Symptomatic and Disease-Modifying Therapy Pipeline for Alzheimer’s Disease: Towards a Personalized Polypharmacology Patient-Centered Approach

Abstract

Since 1906, when Dr. Alois Alzheimer first described in a patient “a peculiar severe disease process of the cerebral cortex”, people suffering from this pathology have been waiting for a breakthrough therapy. Alzheimer’s disease (AD) is an irreversible, progressive neurodegenerative brain disorder and the most common form of dementia in the elderly with a long presymptomatic phase. Worldwide, approximately 50 million people are living with dementia, with AD comprising 60–70% of cases. Pathologically, AD is characterized by the deposition of amyloid β-peptide (Aβ) in the neuropil (neuritic plaques) and blood vessels (amyloid angiopathy), and by the accumulation of hyperphosphorylated tau in neurons (neurofibrillary tangles) in the brain, with associated loss of synapses and neurons, together with glial activation, and neuroinflammation, resulting in cognitive deficits and eventually dementia. The current competitive landscape in AD consists of symptomatic treatments, of which there are currently six approved medications: three AChEIs (donepezil, rivastigmine, and galantamine), one NMDA-R antagonist (memantine), one combination therapy (memantine/donepezil), and GV-971 (sodium oligomannate, a mixture of oligosaccharides derived from algae) only approved in China.
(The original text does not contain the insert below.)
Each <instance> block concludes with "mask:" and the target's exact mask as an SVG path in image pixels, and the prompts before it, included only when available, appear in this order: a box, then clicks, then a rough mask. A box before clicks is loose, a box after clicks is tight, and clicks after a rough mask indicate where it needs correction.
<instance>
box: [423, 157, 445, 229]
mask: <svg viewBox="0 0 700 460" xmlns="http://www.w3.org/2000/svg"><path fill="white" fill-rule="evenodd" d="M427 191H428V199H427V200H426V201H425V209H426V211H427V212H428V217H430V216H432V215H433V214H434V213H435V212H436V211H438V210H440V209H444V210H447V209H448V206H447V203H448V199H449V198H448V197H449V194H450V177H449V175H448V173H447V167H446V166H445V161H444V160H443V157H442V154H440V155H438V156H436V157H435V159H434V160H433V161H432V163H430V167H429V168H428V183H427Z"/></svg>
Improvements to the approved therapies, such as easier routes of administration and reduced dosing frequencies, along with the developments of new strategies and combined treatments are expected to occur within the next decade and will positively impact the way the disease is managed. Recently, Aducanumab, the first disease-modifying therapy (DMT) has been approved for AD, and several DMTs are in advanced stages of clinical development or regulatory review. Small molecules, mAbs, or multimodal strategies showing promise in animal studies have not confirmed that promise in the clinic (where small to moderate changes in clinical efficacy have been observed), and therefore, there is a significant unmet need for a better understanding of the AD pathogenesis and the exploration of alternative etiologies and therapeutic effective disease-modifying therapies strategies for AD. Therefore, a critical review of the disease-modifying therapy pipeline for Alzheimer’s disease is needed.